Seguro te quedaste pensando por qué dije “la banda nerd”. Y porque no les cabe otro adjetivo. Se sientan en la primer fila, todos usan anteojos, van al día con la materia, se ríen de los chistes sin gracia que hace la profesora, e intentan quedar bien siempre participando en clases. Pero además de esos requisitos, es condición excluyente para participar de su club, ser desmedidamente pedante. Porque… a ver, hay formas y formas de participar. Podés responder una consulta que hace el profesor, por el sólo hecho de participar, o porque nadie lo hace. O podés hacer como ellos, y hacer preguntas diez veces más elevadas del nivel que maneja la clase, por el sólo hecho de mostrarse. Ni siquiera en busca de respuesta, porque seguro ya sabe cuál es. Sólo quiere quedar bien frente a la profesora. Esa clase de gente me da un odio irrefrenable. Esas mismas personas son las que en los parciales o finales preguntan: “Profe redondeamos con 5 o 6 decimales”. REDONDEÁ CON LOS QUE QUIERAS MAMITA, SOS GRANDE. APARTE CON 3 DECIMALES ESTÁ BIEN CORAZÓN. NO TE VAN A TACHAR UN EJERCICIO POR MAL REDONDEO. AL MENOS NO EN ESTA MATERIA.

Quizás porque necesitaba salir de esos pensamientos negativos hacia ese grupo de personas, fue que miré impaciente hacia la puerta. Y ahí la vi. Era la chica de pelo castaño que cursaba conmigo una materia del cuatrimestre pasado. Súper simpática. Muy linda. De esas lindas que te quedas mirándola y parecés un tonto que se te cae la baba. Y en ese instante, como salido de una telenovela de amor, siento un perfume con fragancia a chocolate. Era innegable que ese aroma tenía que venir de ella. Sólo ella podía inundar el ambiente con esa fragancia. Se sienta, acomoda el cuaderno, y se ata el pelo. Ahí es cuando nuevamente siento el perfume tan característico. Es indudable que tiene que ser ella.

Ella, o el flaco que está a cinco bancos en mi misma fila, que se está echando Axe Fragancia Chocolate. Estaba tan obnubilado con la chica que no me di cuenta. El ruido del spray me hizo darme vuelta, y me derrumbó mi historia telenovelezca con esta muchacha.

Llegan mis dos amigos charlando, me saludan, se sientan, me convidan mate y siguen conversando de algo que venían hablando en el camino. Presto atención a ver si el reflector imaginario me lleva hacia algún otro lugar, alguna otra historia del aula, pero parece no funcionar.

La profesora entra y no saluda. Acomoda sus cosas sobre el banco y se dispone a conectar el proyector. Hace esfuerzos inhumanos para tratar de entender la tecnología avanzada que maneja la computadora y el cañón proyector. Hay una ecuación matemática de proporcionalidad directa que dice que: “A mayor nivel académico, mayor es el problema que tiene el profesor para poder conectar el proyector en un tiempo aceptable.”. Está avalado por la Universidad de Michigan. Michigan o alguna de esas universidades que investigan boludeces, pero que cuando sale en las noticias parece importante.  

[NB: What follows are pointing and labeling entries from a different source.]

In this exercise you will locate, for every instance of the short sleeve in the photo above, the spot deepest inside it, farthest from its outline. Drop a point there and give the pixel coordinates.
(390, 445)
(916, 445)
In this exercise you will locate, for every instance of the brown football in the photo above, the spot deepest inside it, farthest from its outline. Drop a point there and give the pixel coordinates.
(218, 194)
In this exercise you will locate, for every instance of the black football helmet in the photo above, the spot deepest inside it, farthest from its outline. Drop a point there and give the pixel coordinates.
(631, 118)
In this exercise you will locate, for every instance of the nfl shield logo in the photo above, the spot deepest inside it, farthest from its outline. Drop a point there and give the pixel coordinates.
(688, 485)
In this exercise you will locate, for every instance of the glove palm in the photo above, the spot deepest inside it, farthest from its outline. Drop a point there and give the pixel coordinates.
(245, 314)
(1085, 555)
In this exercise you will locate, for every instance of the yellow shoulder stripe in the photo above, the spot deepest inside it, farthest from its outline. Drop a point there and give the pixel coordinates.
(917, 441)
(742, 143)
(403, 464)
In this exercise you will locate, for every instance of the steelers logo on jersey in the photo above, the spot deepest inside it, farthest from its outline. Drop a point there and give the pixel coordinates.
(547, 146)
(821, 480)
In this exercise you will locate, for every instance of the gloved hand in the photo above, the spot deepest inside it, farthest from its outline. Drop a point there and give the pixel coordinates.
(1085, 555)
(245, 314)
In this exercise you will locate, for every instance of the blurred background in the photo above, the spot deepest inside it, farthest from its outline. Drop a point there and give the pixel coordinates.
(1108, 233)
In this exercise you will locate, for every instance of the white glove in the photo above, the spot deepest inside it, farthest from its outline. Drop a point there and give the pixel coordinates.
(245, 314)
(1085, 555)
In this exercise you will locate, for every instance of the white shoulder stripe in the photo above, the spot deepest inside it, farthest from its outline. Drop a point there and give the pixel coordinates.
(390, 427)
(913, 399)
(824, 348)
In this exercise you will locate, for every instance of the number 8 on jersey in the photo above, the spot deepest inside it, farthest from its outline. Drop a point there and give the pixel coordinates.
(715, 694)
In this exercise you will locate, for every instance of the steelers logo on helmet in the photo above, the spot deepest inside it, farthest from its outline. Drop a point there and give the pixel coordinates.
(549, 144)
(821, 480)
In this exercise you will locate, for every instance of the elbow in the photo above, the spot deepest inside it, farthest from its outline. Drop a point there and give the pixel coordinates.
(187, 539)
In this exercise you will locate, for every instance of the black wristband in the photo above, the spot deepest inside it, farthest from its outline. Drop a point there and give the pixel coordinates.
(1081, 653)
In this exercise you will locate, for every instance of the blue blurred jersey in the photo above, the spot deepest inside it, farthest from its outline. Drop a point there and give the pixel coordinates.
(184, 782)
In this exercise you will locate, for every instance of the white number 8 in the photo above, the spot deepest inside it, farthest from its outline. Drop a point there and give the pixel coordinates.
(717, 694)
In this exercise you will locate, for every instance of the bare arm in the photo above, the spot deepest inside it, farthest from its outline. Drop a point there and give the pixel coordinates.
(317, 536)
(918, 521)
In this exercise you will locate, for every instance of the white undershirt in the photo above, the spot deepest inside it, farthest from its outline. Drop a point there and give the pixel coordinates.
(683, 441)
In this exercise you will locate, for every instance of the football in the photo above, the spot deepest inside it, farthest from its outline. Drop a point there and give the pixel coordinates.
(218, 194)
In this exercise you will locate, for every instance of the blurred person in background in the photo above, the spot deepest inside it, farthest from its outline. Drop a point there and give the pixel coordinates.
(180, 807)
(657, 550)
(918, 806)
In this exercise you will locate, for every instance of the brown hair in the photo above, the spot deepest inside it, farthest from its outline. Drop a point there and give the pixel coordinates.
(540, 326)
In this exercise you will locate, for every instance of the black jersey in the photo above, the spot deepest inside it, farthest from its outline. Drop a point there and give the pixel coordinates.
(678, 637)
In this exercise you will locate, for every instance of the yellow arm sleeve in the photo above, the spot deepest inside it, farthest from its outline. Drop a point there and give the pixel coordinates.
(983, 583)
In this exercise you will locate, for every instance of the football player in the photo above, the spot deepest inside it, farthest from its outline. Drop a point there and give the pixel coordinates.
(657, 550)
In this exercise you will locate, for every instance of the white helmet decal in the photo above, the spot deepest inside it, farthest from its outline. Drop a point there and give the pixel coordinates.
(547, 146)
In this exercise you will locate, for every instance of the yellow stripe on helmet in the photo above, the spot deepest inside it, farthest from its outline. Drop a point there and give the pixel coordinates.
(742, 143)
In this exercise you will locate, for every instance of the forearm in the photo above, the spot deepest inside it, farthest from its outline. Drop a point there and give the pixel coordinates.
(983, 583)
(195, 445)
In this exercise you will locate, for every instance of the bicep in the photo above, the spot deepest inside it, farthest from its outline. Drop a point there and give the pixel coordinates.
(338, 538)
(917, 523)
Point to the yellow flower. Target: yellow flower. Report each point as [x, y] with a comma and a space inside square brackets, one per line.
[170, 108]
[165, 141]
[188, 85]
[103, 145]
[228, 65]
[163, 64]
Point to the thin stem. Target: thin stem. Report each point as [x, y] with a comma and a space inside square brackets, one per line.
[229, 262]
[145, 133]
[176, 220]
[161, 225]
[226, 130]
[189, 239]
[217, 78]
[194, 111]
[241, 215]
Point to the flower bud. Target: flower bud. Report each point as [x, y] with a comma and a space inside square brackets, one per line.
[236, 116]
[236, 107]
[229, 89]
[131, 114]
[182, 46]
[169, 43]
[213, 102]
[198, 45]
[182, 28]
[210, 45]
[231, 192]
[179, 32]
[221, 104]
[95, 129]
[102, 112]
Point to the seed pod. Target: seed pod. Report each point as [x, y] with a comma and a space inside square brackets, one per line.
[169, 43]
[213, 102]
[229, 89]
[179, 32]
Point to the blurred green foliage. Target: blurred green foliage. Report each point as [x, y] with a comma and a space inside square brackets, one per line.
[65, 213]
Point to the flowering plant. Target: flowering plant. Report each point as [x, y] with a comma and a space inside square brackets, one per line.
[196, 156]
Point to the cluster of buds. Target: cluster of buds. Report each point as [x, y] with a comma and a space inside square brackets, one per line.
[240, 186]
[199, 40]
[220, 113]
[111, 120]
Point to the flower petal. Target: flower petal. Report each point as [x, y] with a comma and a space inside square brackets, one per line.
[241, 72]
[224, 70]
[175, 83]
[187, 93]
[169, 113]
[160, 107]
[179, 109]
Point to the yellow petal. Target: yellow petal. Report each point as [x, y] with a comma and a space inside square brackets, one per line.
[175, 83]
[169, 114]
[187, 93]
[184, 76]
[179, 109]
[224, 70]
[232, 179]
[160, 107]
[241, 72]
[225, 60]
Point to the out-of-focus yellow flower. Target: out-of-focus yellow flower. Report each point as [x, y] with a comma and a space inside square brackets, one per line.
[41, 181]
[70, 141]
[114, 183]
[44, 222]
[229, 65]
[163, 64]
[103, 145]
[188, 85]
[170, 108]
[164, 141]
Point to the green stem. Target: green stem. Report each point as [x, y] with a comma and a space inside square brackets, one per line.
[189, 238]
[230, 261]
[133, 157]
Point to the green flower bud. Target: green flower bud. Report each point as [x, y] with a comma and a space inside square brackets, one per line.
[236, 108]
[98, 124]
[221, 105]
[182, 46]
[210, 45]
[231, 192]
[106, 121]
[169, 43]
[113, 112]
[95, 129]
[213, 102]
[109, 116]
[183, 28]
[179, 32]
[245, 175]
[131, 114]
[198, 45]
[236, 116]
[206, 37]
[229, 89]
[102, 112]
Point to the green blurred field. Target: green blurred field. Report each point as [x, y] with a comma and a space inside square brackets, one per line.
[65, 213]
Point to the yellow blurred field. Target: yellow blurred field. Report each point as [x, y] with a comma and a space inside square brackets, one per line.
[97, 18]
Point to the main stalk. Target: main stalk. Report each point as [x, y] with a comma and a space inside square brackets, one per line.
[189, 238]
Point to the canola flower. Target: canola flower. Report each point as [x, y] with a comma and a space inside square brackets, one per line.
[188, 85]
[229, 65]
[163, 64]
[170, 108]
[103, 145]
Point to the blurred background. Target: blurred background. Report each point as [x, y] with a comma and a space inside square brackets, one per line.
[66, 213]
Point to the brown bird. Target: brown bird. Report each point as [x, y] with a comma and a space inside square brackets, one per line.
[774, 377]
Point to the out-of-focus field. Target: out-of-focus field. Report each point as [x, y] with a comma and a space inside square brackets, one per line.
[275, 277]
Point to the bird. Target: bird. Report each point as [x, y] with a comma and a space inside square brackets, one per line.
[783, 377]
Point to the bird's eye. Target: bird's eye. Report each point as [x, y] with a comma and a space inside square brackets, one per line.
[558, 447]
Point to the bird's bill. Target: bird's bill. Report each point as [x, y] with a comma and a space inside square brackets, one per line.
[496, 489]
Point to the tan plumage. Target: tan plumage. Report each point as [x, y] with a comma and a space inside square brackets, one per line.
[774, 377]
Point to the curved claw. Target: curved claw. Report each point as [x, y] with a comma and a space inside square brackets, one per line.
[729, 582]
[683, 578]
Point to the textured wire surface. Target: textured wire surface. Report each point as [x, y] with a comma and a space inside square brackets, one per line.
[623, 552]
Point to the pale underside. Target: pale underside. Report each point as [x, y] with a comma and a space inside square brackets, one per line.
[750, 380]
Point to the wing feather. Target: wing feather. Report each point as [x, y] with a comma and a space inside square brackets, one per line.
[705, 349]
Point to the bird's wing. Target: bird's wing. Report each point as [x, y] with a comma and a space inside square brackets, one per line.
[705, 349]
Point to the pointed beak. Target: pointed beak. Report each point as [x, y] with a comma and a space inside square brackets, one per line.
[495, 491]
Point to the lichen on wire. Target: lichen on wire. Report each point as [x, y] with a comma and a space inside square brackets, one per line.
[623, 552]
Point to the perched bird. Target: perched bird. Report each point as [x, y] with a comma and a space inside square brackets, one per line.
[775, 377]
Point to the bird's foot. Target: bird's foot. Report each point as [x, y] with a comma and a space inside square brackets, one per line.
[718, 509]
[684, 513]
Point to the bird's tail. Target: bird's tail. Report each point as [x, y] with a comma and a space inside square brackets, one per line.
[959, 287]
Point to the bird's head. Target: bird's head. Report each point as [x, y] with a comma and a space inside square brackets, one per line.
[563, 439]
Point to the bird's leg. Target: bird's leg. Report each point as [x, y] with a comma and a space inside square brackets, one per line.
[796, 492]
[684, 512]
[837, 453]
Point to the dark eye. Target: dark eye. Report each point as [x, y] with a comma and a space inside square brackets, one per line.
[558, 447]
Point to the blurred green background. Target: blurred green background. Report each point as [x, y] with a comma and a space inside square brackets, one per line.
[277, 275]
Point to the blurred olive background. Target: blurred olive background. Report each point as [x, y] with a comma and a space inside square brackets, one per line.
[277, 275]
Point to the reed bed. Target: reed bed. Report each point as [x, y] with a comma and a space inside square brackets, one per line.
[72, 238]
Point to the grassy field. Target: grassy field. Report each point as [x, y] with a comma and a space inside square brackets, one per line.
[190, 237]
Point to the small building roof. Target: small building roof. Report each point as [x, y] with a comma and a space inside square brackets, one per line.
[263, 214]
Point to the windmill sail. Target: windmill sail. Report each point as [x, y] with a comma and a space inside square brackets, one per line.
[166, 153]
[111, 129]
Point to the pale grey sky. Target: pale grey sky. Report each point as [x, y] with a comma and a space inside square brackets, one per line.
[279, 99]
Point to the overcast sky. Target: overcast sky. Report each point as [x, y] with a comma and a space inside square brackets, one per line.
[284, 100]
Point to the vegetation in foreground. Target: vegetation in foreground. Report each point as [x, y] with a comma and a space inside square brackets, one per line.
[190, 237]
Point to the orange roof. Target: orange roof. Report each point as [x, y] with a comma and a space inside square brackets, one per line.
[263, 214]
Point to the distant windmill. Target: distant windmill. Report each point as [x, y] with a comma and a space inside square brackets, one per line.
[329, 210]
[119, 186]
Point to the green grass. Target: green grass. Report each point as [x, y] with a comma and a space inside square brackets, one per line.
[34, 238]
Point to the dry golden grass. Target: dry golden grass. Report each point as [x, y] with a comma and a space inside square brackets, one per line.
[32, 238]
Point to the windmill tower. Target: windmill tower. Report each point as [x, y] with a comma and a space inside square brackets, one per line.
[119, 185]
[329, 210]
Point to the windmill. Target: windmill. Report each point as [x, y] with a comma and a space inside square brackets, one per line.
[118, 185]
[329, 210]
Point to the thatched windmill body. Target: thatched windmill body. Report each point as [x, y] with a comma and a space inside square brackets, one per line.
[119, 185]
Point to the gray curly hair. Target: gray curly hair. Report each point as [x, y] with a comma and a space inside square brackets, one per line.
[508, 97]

Un alumno le ofrece ayuda. Sí, adivinaron. Es parte de la “banda de los nerds”. Un poco porque saben más de tecnología que cualquier ser humano pensante, y otro poco porque con su ayuda servicial quieren quedar bien con la profesora. Igual es subjetivo mi análisis. Porque en realidad, cualquier persona que esté sentada en los primeros bancos, va a tratar de darle una mano a la profesora si se le complica conectar los dispositivos. Incluso yo lo haría, por más de que no estuviera en la primera fila. Si me doy cuenta que necesita ayuda, voy y me ofrezco. Pero que lo hagan ellos no es copado. Es como cuando alguien te cae mal. Por más que haga cosas por la paz mundial, te sigue pareciendo un pelotudo: “Mirá la pelotuda de mi ex haciendo RCP y salvando a una persona”. Es un mecanismo de defensa de nuestra mente. En realidad se llaman prejuicios, técnicamente.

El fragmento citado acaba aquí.